A major feature that separates Paranasuchus from Paranacaiman can be observed in the region where the prefrontals contact the frontal bone. In Paranacaiman this region bears a prominent V-shaped shelf which is absent in Paranasuchus. The part of the frontal bone known as the interorbital bridge, the section located between the two eyesockets, is wider than it is long, something otherwise only seen in species of Purussaurus amongst caimans. Unlike in Paranacaiman, the edges of the skull table converge with each other toward the front of the skull and the supraoccipital bone is not nearly as sunken in, but rather aligns well with the inclination of the neighbouring squamosals. The supratemporal fenestra, two openings in the skull roof, are not quite circular in shape rather than elongated. The ornamentation of the skull roof, which is the pattern of pits in the bone's surface, is another feature that distinguishes Paranasuchus from contemporary caimans. Specifically, in Paranasuchus the ornamentation primarily consists of interconnected ridges that create a pattern of irregular and mostly incomplete cells, whereas in Paranacaiman the ornamentation is best described as a pattern of very well-defined cells and rounded pits.

==Phylogeny==
Although initially described as a species of Caiman, later studies have repeatedly shown that Paranasuchus was only distantly related to the modern genus.

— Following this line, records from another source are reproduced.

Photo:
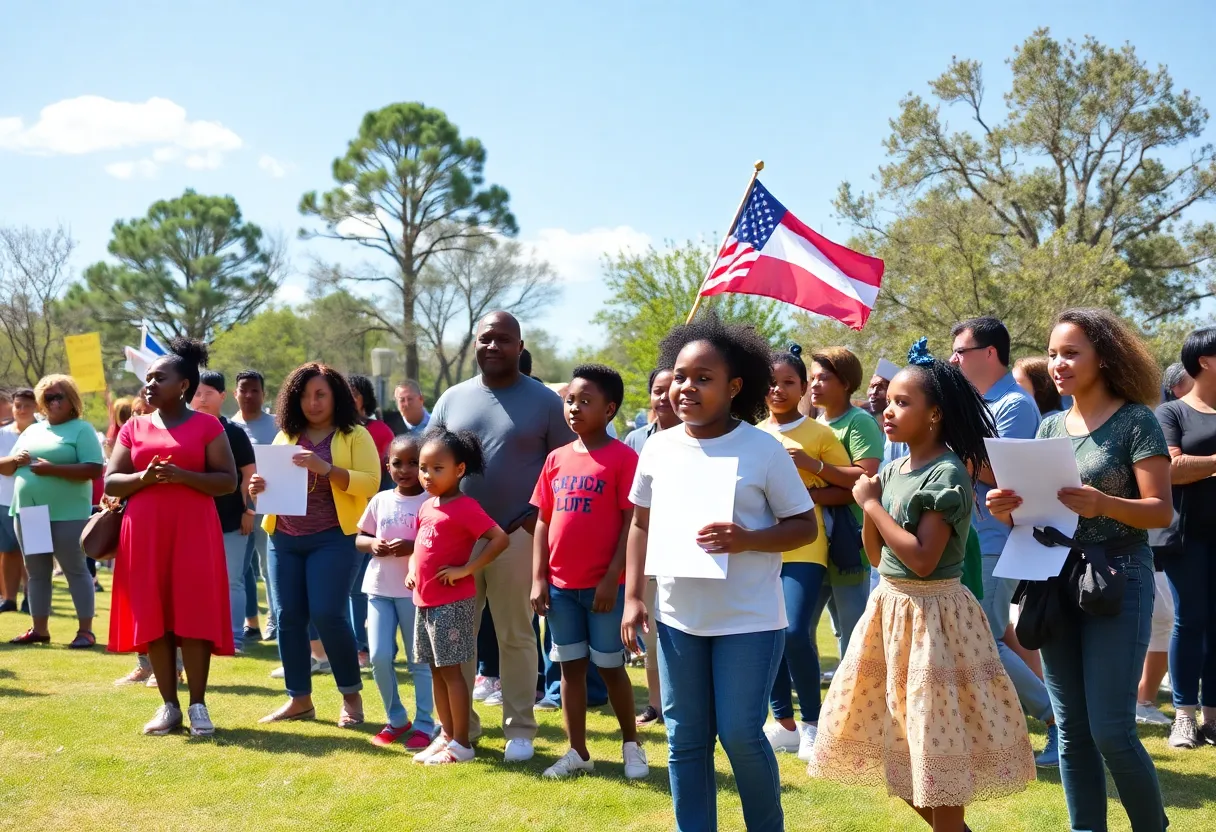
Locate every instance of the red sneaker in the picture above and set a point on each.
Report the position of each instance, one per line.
(389, 735)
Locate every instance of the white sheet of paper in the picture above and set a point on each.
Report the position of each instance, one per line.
(1036, 470)
(679, 512)
(35, 530)
(286, 482)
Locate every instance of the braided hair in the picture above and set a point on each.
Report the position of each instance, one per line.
(966, 419)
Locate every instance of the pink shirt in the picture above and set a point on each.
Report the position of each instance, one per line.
(446, 535)
(581, 495)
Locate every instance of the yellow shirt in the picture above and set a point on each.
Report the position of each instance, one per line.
(820, 443)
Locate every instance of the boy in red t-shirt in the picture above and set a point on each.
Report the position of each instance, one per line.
(579, 562)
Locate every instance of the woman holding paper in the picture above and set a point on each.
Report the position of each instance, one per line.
(314, 560)
(54, 464)
(720, 641)
(1092, 669)
(170, 577)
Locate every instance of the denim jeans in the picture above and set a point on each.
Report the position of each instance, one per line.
(997, 596)
(845, 606)
(384, 618)
(1093, 670)
(313, 575)
(1192, 575)
(718, 686)
(359, 602)
(800, 662)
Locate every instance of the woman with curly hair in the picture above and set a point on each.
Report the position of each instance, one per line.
(720, 641)
(1093, 667)
(170, 578)
(313, 557)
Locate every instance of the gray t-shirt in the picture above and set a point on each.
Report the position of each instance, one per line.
(260, 431)
(518, 427)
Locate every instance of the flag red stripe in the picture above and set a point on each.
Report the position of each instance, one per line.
(784, 281)
(856, 265)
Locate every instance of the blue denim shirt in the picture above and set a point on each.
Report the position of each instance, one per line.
(1017, 417)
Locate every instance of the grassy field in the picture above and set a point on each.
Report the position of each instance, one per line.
(72, 758)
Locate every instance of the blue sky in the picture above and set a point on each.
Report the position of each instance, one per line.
(609, 123)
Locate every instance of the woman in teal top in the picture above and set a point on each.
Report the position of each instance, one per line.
(1092, 669)
(54, 465)
(921, 702)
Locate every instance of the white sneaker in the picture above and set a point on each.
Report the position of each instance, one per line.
(782, 738)
(168, 718)
(636, 765)
(437, 747)
(808, 732)
(1149, 714)
(569, 765)
(201, 721)
(518, 751)
(485, 686)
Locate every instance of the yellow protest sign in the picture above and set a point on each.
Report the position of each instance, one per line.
(84, 361)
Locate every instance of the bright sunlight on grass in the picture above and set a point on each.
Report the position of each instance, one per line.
(72, 758)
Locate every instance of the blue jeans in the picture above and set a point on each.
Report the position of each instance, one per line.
(845, 603)
(1093, 670)
(313, 574)
(359, 602)
(384, 618)
(1192, 575)
(800, 662)
(718, 686)
(997, 596)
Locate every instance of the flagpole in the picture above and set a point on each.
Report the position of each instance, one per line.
(696, 304)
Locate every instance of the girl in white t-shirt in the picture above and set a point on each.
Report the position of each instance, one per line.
(387, 532)
(720, 640)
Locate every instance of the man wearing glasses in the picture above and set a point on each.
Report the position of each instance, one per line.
(981, 352)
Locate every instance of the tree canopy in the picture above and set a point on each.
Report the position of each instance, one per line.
(409, 186)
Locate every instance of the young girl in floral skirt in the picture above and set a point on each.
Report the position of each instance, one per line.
(921, 702)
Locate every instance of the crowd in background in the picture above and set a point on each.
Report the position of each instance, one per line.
(504, 535)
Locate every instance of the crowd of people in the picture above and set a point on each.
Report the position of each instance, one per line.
(507, 505)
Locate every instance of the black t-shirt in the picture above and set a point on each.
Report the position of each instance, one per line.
(1194, 434)
(231, 506)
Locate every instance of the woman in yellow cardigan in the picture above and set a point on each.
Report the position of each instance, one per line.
(313, 558)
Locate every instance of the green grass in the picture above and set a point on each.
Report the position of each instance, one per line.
(72, 758)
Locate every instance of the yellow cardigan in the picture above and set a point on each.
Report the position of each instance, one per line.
(355, 451)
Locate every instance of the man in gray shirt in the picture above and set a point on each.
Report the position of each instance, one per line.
(518, 421)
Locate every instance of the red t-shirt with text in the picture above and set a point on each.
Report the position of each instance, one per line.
(446, 534)
(580, 495)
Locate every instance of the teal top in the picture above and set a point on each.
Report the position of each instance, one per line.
(941, 485)
(62, 444)
(1104, 459)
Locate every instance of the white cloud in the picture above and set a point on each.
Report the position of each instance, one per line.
(578, 256)
(94, 124)
(271, 166)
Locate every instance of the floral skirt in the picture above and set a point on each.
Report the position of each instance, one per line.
(922, 704)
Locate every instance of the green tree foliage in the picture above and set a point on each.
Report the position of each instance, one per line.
(652, 292)
(409, 186)
(191, 268)
(1067, 200)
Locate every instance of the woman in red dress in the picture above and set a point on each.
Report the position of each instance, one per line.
(170, 579)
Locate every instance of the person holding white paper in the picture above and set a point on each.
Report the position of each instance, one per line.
(1092, 669)
(921, 703)
(720, 640)
(54, 464)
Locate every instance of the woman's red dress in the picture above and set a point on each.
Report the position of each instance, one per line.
(170, 574)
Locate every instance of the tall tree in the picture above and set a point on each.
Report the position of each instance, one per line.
(33, 274)
(409, 186)
(191, 268)
(1085, 189)
(460, 287)
(652, 292)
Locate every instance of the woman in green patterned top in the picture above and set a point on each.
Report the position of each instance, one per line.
(1093, 669)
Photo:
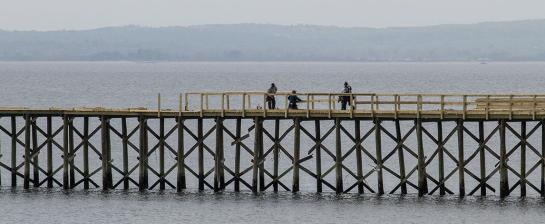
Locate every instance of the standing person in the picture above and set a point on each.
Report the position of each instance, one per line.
(345, 99)
(271, 101)
(293, 100)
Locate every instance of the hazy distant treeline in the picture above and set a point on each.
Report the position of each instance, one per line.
(522, 40)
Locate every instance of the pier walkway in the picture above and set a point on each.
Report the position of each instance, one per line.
(384, 143)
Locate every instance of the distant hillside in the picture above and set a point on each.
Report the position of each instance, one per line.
(510, 41)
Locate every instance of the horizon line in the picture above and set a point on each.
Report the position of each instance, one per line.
(271, 24)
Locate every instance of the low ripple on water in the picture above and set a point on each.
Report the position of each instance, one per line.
(118, 206)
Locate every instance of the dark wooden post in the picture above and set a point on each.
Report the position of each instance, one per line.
(258, 144)
(482, 158)
(523, 159)
(504, 185)
(71, 152)
(13, 151)
(161, 153)
(422, 178)
(441, 158)
(125, 146)
(219, 179)
(237, 153)
(181, 157)
(276, 151)
(338, 157)
(86, 152)
(542, 158)
(200, 142)
(106, 167)
(378, 144)
(49, 152)
(143, 155)
(359, 165)
(296, 154)
(318, 150)
(26, 182)
(66, 156)
(461, 160)
(35, 159)
(401, 158)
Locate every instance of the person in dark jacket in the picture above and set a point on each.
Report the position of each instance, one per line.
(345, 100)
(271, 101)
(293, 100)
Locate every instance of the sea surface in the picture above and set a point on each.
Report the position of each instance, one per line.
(131, 84)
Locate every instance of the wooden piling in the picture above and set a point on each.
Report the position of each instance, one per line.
(523, 159)
(338, 157)
(504, 185)
(461, 160)
(161, 153)
(219, 179)
(65, 157)
(26, 182)
(482, 158)
(440, 157)
(13, 151)
(542, 158)
(258, 144)
(106, 159)
(359, 162)
(422, 178)
(49, 152)
(35, 152)
(296, 154)
(200, 148)
(378, 152)
(401, 158)
(86, 152)
(143, 155)
(276, 153)
(238, 131)
(180, 183)
(125, 148)
(71, 152)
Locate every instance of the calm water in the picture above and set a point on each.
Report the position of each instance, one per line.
(68, 84)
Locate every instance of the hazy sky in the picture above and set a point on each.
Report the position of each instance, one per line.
(84, 14)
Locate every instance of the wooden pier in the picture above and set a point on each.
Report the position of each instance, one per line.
(383, 143)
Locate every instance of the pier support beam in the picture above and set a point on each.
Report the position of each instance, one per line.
(296, 154)
(401, 158)
(504, 184)
(461, 160)
(143, 155)
(180, 183)
(441, 158)
(378, 144)
(26, 182)
(258, 145)
(219, 179)
(238, 131)
(106, 153)
(162, 153)
(276, 153)
(482, 158)
(359, 162)
(422, 176)
(66, 156)
(338, 157)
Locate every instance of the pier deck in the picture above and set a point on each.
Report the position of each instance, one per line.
(421, 143)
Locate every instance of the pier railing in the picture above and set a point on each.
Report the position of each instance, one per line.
(370, 103)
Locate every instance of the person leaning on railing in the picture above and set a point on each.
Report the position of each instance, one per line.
(293, 99)
(271, 101)
(345, 99)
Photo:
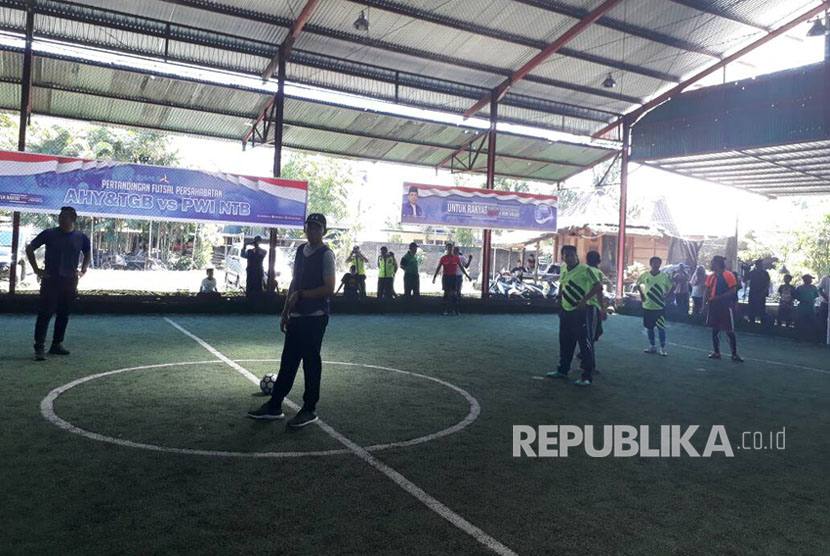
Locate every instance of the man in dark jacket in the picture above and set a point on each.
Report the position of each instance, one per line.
(59, 278)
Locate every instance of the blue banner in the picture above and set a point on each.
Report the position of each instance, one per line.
(477, 208)
(43, 183)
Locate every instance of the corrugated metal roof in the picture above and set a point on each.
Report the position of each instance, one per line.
(768, 135)
(645, 44)
(71, 88)
(425, 53)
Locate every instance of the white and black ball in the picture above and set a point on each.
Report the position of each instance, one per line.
(267, 383)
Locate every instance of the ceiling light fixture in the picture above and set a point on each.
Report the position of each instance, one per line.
(818, 29)
(361, 23)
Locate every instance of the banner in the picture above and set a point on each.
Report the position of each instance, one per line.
(477, 208)
(44, 183)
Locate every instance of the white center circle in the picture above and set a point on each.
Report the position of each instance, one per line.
(47, 409)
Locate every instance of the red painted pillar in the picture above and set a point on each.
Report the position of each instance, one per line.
(486, 262)
(623, 207)
(25, 100)
(278, 111)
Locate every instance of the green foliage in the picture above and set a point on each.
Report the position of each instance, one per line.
(814, 246)
(207, 235)
(328, 191)
(183, 263)
(328, 183)
(507, 184)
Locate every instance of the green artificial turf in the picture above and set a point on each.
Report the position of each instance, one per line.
(66, 494)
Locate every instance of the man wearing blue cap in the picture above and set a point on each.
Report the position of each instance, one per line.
(304, 320)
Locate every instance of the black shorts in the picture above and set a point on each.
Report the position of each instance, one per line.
(654, 317)
(449, 283)
(596, 322)
(57, 294)
(721, 316)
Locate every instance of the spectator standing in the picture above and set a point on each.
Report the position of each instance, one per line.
(681, 289)
(449, 265)
(518, 271)
(209, 283)
(786, 301)
(698, 284)
(359, 261)
(253, 271)
(531, 264)
(758, 291)
(349, 284)
(392, 292)
(806, 295)
(720, 299)
(411, 276)
(824, 296)
(459, 277)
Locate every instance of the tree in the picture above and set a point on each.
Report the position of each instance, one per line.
(328, 180)
(94, 142)
(328, 183)
(814, 244)
(464, 236)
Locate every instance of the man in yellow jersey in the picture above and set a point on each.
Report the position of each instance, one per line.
(655, 287)
(577, 285)
(596, 305)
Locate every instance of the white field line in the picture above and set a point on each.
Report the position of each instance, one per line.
(779, 363)
(47, 409)
(472, 415)
(407, 485)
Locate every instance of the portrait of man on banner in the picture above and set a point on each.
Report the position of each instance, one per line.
(410, 205)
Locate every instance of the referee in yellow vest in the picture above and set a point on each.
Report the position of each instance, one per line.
(578, 283)
(387, 267)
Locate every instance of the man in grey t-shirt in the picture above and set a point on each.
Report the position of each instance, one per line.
(304, 320)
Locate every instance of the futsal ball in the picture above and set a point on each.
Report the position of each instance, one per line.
(267, 383)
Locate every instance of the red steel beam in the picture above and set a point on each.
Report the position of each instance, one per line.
(461, 149)
(293, 33)
(633, 115)
(537, 60)
(262, 116)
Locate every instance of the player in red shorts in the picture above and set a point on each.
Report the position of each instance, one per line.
(450, 264)
(719, 301)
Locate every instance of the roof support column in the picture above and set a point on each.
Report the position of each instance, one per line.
(623, 207)
(25, 103)
(278, 111)
(486, 262)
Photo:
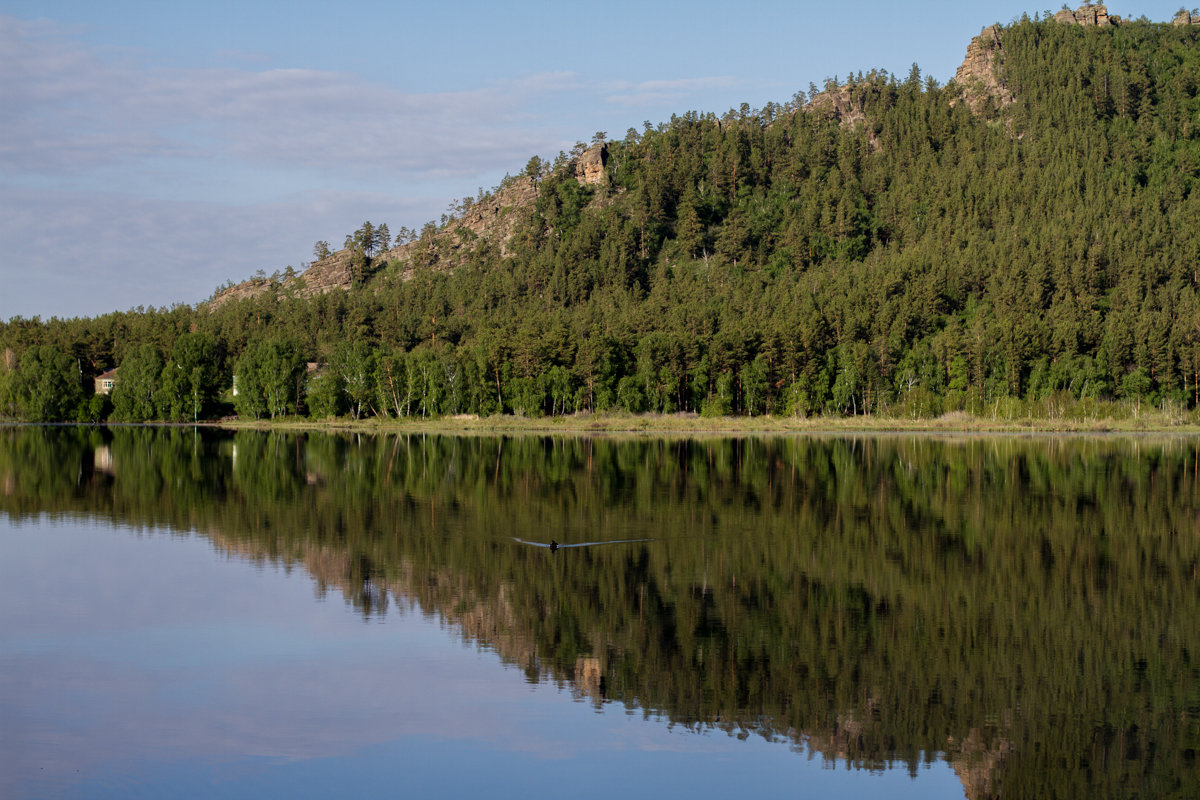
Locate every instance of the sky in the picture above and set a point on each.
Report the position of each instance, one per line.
(153, 151)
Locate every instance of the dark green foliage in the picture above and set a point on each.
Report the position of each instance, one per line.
(919, 260)
(47, 385)
(268, 379)
(190, 380)
(137, 394)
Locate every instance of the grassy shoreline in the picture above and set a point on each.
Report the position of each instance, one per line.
(689, 423)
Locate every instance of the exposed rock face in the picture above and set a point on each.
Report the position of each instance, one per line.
(495, 220)
(589, 166)
(1087, 14)
(979, 72)
(492, 221)
(846, 107)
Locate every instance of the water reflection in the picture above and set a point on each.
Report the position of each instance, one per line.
(1023, 608)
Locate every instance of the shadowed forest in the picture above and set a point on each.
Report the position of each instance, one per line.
(1020, 607)
(904, 256)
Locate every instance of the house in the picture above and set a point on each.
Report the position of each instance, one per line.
(106, 380)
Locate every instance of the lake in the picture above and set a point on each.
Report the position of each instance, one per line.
(207, 613)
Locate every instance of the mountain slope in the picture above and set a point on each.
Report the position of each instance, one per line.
(1020, 240)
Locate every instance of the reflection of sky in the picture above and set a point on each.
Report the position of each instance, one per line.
(148, 665)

One example of this can be found in the 2021 study by Jonathan P. Rio and Phillip D. Mannion, who recovered Paranasuchus (at that point still known as Caiman gasparinae) outside of the clade Jacarea and more closely related to the flat-snouted caiman Mourasuchus alongside the holotype of Paranacaiman (then under the name Caiman lutescens). The 2024 study by Bona and colleagues is very similar in regards to the closest relatives of the animal, although the clade's position among caimans is shifted. Like in the study by Rio and Mannion, Paranasuchus was found to be most closely related to Paranacaiman as well as the various species of Mourasuchus, with which they form a monophyletic group. However, in the more recent study these animals further clade with other large-bodied caimans of the Miocene, Purussaurus and Acresuchus, with the latter two thus falling outside of Jacarea.

==Paleobiology==
Fossils of Paranasuchus have only been recovered from Argentina's Ituzaingó Formation. Like other localities that preserve a glimpse into the Miocene fauna of South America, the Ituzaingó Formation is rich in crocodilian fossils. In addition to Paranasuchus this includes the large-bodied caiman Paranacaiman, the flat-headed Mourasuchus, Caiman australis as well as the gharial Gryposuchus. The presence of the enormous Purussaurus has also been reported in older publications, but in their 2024 study Bona and colleagues cast doubt over this identification given the very limited material. What sets this southern crocodilian fauna apart from those found further north, such as those of the Urumaco Formation in Venezuela and Brazil's Solimões Formation, is the fact that Ituzaingó preserves a much higher amount of generalist caimans (Paranacaiman, Paranasuchus and Caiman australis) while the northern localities preserve a diverse assemblage of smaller hard-prey specialists.